Biden’s sinking poll numbers are not based on reality

WHAT I’M ON ABOUT: Biden’s approval numbers keep dropping because consumers are not happy with the rising price of just about everything, including gasoline. Nearly two-thirds of Americans described the economy as poor in a poll released this week. In Virginia, where Republicans won a crucial prize in the state’s governor’s mansion, the economy ranked in exit polls as the most critical issue, surpassing education, taxes, and Covid. The reality is that high prices come with high wages, and our supposed “ally” Saudi Arabia wants higher OPEC prices.

Voters don’t like inflation, but they do like higher wages. We are experiencing this sudden surge in inflation for three main reasons.

First, for the past year and a half, due to Covid, hardly anyone was spending money. Now that the economy is back open, people are spending and traveling, and, as such, there is a bottleneck with very high demand. Our system isn’t set up for this increased demand level, so that causes inflation in the short term.

Second, with interest rates lowered to almost zero since March of 2020, these low-interest rates have spurred demand in housing which is experiencing a significant backlog and adding to inflation worries.

Finally, higher wages add to product costs which companies are passing along to consumers. Higher product costs result from a shortage of raw materials caused by Covid ravaged nations who still haven’t resumed total production.

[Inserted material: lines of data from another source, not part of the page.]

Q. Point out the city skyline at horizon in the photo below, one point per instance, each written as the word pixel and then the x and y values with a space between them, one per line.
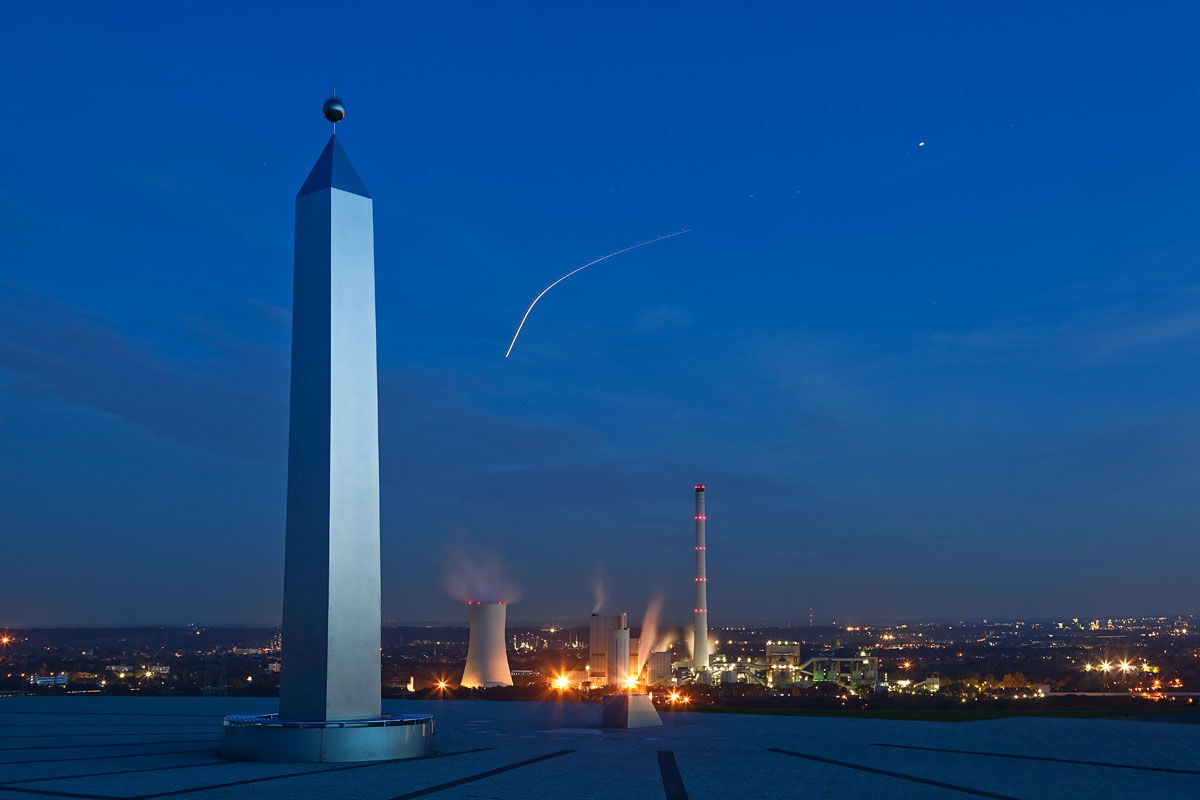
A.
pixel 927 342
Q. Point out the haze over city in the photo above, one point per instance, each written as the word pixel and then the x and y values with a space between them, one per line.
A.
pixel 928 342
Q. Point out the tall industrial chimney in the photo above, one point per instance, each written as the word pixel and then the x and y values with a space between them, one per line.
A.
pixel 700 648
pixel 487 661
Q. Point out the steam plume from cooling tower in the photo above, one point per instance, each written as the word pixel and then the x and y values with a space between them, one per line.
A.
pixel 649 631
pixel 599 591
pixel 475 576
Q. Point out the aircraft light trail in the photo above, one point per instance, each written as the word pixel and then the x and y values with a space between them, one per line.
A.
pixel 603 258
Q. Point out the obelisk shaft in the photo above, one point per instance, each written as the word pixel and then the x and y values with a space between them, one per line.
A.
pixel 331 615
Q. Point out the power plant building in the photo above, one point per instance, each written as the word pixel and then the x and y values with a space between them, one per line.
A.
pixel 600 633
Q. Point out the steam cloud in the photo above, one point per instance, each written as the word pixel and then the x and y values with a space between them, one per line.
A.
pixel 474 576
pixel 649 631
pixel 599 593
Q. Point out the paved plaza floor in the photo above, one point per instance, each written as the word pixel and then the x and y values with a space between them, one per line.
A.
pixel 112 749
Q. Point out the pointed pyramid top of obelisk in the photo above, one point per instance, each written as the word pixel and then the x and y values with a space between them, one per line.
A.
pixel 334 168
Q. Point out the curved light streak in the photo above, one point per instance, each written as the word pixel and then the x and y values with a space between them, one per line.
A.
pixel 625 250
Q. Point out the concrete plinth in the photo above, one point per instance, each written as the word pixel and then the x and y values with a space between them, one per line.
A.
pixel 629 711
pixel 265 738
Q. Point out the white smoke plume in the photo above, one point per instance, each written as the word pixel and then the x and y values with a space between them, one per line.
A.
pixel 599 590
pixel 649 631
pixel 475 576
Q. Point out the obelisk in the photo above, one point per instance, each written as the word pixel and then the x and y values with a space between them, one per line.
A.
pixel 329 675
pixel 330 667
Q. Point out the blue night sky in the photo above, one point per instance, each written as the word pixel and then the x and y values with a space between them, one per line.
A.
pixel 953 379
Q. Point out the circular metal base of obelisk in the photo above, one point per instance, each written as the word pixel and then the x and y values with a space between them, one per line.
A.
pixel 265 738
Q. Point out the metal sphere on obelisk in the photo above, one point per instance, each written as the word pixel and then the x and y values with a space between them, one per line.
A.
pixel 329 674
pixel 334 109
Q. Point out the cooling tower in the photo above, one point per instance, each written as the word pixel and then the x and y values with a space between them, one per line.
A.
pixel 700 649
pixel 487 662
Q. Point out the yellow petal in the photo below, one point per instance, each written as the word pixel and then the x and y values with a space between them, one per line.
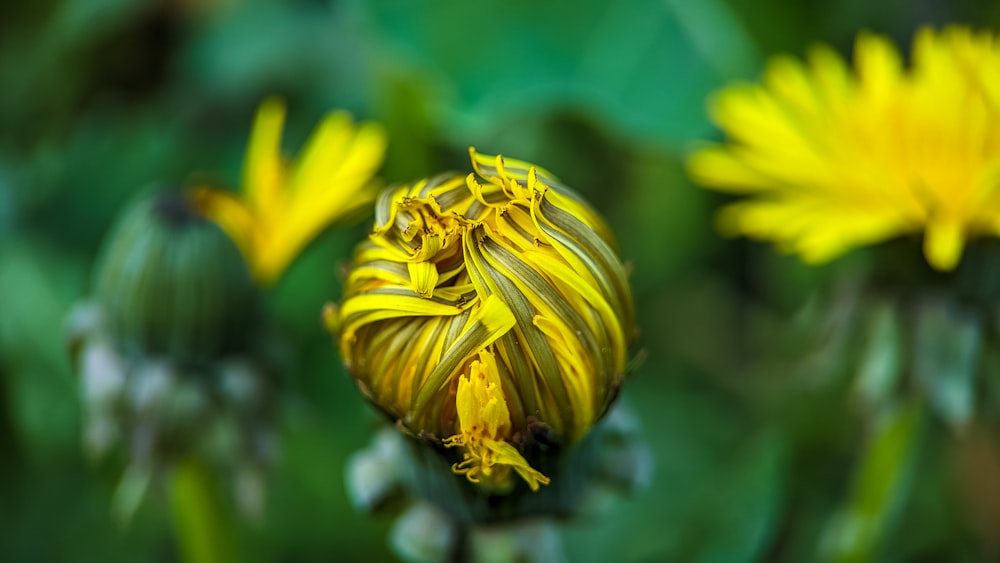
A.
pixel 943 244
pixel 263 167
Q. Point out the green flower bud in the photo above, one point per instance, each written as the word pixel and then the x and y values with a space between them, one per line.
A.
pixel 171 283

High energy prices are a growing political problem for President Biden. The president has few options to change the market’s trajectory when demand is rising. Oil companies are hesitant to produce more. Even if Biden hadn’t restricted pipelines and drilling, it’s unlikely that U.S. producers would be drilling anyway. The people funding oil-and-gas companies are not interested in growing production anymore. They want oil companies to drill only their best wells and return cash to shareholders.

At its regular monthly meeting OPEC+, whose membership includes OPEC nations, Russia, and Mexico, basically told President Biden to go pound sand on his demand for more oil production, made Tuesday in Glasgow at the COP26 climate summit. In issuing that demand, Biden warned that he might take action if the other major oil-producing nations rejected his appeal.

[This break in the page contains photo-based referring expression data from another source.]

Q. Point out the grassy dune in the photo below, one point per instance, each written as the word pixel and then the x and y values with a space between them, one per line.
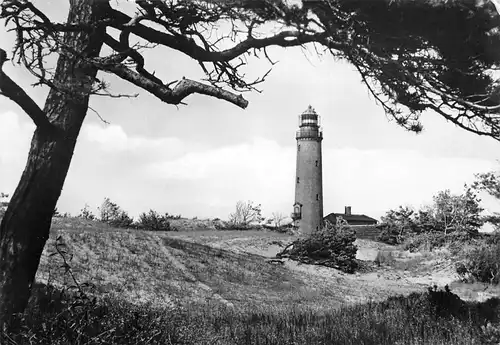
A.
pixel 190 288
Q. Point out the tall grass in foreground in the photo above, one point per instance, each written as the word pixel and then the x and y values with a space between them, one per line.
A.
pixel 432 317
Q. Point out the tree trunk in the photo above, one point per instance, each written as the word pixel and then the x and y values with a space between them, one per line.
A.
pixel 26 224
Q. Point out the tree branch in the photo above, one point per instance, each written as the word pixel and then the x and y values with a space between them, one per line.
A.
pixel 11 90
pixel 183 89
pixel 190 48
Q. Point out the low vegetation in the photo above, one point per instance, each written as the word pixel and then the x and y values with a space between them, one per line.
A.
pixel 333 246
pixel 433 317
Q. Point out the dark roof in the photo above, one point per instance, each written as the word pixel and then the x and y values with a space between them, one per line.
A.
pixel 351 217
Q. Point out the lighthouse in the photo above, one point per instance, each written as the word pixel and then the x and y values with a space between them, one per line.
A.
pixel 308 207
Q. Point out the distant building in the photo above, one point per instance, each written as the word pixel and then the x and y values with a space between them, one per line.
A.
pixel 351 219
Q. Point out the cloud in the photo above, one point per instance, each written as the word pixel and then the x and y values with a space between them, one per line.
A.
pixel 113 138
pixel 172 175
pixel 15 136
pixel 372 181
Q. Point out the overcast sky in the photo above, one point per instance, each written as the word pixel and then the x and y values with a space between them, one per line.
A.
pixel 200 159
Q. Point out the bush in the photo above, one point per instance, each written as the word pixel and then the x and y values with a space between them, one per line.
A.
pixel 481 264
pixel 388 235
pixel 113 215
pixel 333 246
pixel 154 221
pixel 245 215
pixel 424 241
pixel 86 213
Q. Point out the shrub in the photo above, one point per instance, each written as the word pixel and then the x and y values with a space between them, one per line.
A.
pixel 384 257
pixel 424 241
pixel 111 213
pixel 481 264
pixel 333 246
pixel 86 214
pixel 154 221
pixel 246 213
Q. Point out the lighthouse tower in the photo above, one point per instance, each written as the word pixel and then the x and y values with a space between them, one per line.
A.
pixel 308 207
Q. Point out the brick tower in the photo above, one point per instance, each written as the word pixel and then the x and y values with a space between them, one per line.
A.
pixel 308 207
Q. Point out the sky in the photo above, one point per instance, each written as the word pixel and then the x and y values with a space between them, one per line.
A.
pixel 199 159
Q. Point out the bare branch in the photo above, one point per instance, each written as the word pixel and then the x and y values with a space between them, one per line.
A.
pixel 287 38
pixel 183 89
pixel 11 90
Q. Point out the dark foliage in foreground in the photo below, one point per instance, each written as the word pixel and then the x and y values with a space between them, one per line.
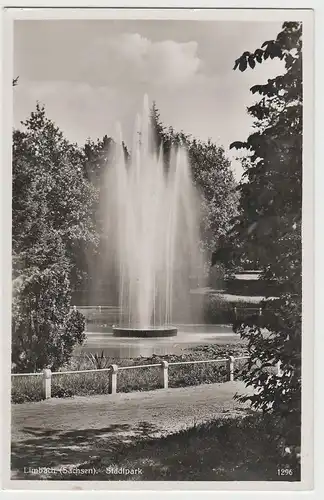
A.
pixel 269 229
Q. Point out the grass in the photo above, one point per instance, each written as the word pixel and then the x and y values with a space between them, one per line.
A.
pixel 243 448
pixel 143 379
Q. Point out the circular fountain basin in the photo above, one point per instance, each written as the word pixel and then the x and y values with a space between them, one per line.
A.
pixel 165 331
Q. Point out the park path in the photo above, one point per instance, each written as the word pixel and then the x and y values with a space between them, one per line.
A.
pixel 60 432
pixel 168 410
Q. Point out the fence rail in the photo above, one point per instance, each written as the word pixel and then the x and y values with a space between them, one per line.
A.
pixel 113 370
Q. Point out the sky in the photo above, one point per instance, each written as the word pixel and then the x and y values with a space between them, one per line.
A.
pixel 91 74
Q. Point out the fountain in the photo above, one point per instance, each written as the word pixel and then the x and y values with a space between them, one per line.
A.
pixel 152 228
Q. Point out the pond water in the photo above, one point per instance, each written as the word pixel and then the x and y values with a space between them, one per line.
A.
pixel 188 336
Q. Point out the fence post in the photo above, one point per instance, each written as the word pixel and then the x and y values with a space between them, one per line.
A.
pixel 164 374
pixel 113 379
pixel 47 379
pixel 230 367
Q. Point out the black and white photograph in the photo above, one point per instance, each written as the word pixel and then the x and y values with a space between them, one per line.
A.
pixel 158 166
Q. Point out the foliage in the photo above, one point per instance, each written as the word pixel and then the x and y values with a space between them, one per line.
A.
pixel 212 175
pixel 51 223
pixel 269 227
pixel 85 384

Voters, of course, don’t care about excuses; they want results. Republicans have been quick to jump on inflation worries, promising things they can’t deliver. In all likelihood, prices for most products won’t come down because CEOs need to keep profits high, and it’s better to pass the costs on to what they see as cash-rich consumers.

President Joe Biden’s executive order for government agencies to stop fossil fuel subsidies and the United States’ renewed commitment to the Paris Agreement serves as solid commitments to domestic reform. By leveraging these signals, making tangible progress, and showing that it has every intention of eliminating subsidies, the United States can then credibly push for international reform as well.

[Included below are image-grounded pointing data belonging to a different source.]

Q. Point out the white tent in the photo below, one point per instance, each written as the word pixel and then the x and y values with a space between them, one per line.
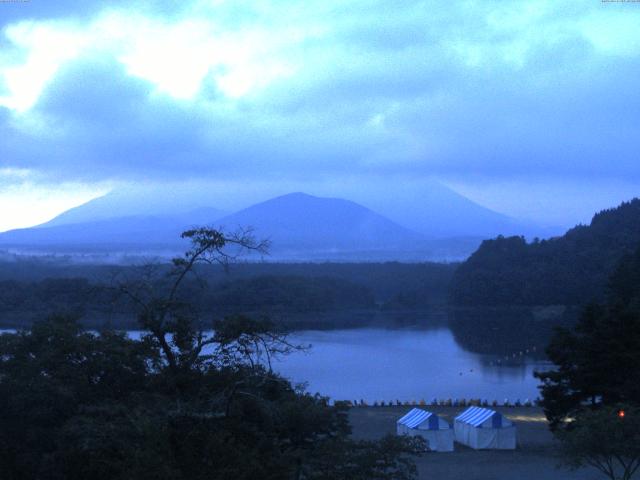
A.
pixel 482 428
pixel 436 432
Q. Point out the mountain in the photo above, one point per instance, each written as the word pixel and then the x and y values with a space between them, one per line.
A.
pixel 437 211
pixel 138 202
pixel 136 232
pixel 568 270
pixel 301 225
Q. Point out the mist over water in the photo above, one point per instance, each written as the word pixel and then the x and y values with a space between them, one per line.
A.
pixel 385 365
pixel 377 364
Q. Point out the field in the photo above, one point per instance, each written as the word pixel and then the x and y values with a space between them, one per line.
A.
pixel 534 459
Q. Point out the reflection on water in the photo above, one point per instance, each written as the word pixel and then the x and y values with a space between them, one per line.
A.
pixel 380 364
pixel 390 365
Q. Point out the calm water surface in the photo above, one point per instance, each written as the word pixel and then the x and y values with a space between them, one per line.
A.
pixel 385 365
pixel 380 364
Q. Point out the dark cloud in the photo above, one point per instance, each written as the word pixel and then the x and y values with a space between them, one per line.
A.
pixel 413 91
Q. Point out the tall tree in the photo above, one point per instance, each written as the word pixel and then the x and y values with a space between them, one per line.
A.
pixel 597 362
pixel 177 404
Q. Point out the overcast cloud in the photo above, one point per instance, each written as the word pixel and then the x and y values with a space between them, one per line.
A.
pixel 501 100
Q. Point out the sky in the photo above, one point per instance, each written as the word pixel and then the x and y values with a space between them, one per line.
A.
pixel 531 108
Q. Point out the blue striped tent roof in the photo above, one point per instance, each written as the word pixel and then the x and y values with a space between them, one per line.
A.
pixel 476 416
pixel 417 416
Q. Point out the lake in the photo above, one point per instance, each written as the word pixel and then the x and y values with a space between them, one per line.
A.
pixel 383 364
pixel 376 364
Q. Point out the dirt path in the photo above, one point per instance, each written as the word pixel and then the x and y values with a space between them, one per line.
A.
pixel 534 459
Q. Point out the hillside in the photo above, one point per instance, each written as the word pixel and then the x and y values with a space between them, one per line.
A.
pixel 569 270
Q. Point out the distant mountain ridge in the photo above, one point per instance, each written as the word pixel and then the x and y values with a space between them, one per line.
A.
pixel 127 231
pixel 301 227
pixel 302 222
pixel 568 270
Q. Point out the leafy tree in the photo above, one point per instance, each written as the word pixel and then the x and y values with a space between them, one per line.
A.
pixel 569 270
pixel 177 404
pixel 607 439
pixel 597 362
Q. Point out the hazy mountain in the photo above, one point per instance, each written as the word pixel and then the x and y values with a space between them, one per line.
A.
pixel 139 202
pixel 300 227
pixel 298 223
pixel 437 211
pixel 132 231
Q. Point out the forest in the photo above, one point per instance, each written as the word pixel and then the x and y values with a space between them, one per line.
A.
pixel 569 270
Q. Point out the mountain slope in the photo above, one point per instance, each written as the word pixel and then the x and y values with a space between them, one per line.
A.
pixel 298 222
pixel 568 270
pixel 438 211
pixel 135 203
pixel 133 231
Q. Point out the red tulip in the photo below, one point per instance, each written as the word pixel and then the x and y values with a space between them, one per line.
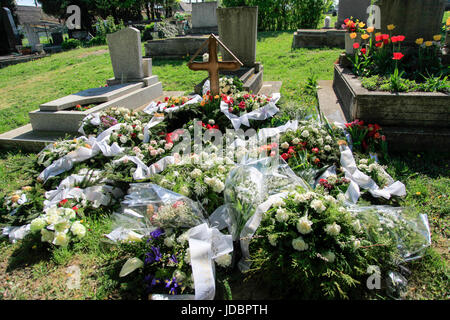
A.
pixel 398 56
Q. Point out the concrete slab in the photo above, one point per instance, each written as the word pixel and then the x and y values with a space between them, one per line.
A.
pixel 329 103
pixel 91 96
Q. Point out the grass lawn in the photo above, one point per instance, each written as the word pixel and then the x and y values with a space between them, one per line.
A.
pixel 29 271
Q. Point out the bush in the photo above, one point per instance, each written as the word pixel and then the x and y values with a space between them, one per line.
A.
pixel 71 44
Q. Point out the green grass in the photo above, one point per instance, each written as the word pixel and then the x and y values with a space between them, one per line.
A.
pixel 29 271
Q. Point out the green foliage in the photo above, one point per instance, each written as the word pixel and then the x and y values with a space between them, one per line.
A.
pixel 285 14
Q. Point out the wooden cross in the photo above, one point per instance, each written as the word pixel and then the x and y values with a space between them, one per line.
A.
pixel 213 66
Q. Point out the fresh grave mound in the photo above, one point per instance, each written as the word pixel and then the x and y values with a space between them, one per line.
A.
pixel 187 190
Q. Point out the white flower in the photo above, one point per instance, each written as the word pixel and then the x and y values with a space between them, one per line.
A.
pixel 123 139
pixel 169 241
pixel 37 224
pixel 78 229
pixel 61 239
pixel 333 229
pixel 318 206
pixel 224 260
pixel 273 240
pixel 187 256
pixel 47 236
pixel 304 225
pixel 330 256
pixel 282 215
pixel 299 244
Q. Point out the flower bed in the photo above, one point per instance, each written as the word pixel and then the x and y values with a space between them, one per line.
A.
pixel 182 207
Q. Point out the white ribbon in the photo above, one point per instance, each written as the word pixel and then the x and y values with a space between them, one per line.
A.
pixel 359 179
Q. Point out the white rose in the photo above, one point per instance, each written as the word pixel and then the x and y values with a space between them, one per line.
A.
pixel 330 256
pixel 282 215
pixel 299 244
pixel 318 206
pixel 224 260
pixel 123 139
pixel 304 225
pixel 47 236
pixel 333 229
pixel 169 241
pixel 37 224
pixel 78 229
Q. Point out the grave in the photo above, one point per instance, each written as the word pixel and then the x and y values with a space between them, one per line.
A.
pixel 59 117
pixel 402 13
pixel 238 30
pixel 204 18
pixel 329 37
pixel 9 36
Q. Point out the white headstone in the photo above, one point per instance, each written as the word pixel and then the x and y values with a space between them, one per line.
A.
pixel 126 54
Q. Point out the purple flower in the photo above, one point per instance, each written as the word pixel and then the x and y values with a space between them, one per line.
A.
pixel 151 257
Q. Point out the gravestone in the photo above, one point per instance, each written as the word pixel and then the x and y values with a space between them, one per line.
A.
pixel 413 18
pixel 352 8
pixel 9 36
pixel 238 30
pixel 126 54
pixel 204 15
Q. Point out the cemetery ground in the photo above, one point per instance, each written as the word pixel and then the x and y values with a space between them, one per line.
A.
pixel 29 271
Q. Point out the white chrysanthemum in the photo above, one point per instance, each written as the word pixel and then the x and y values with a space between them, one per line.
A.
pixel 341 197
pixel 273 240
pixel 224 260
pixel 187 256
pixel 78 229
pixel 37 224
pixel 330 256
pixel 333 229
pixel 299 244
pixel 282 215
pixel 318 205
pixel 61 239
pixel 47 236
pixel 356 225
pixel 304 225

U.S. taxpayers spend tens of billions of dollars a year subsidizing new fossil fuel exploration, production, and consumption, which directly affects how much oil, natural gas, and coal gets produced-and how much clean energy doesn’t. By comparison, direct U.S. subsidies to renewables are much smaller, and renewable energy developers cannot access many of the same breaks that fossil fuel industries do.

Higher prices are here to stay along with higher wages. Voters need to stop blaming everyone and realize that corporations will pass along costs to all of us.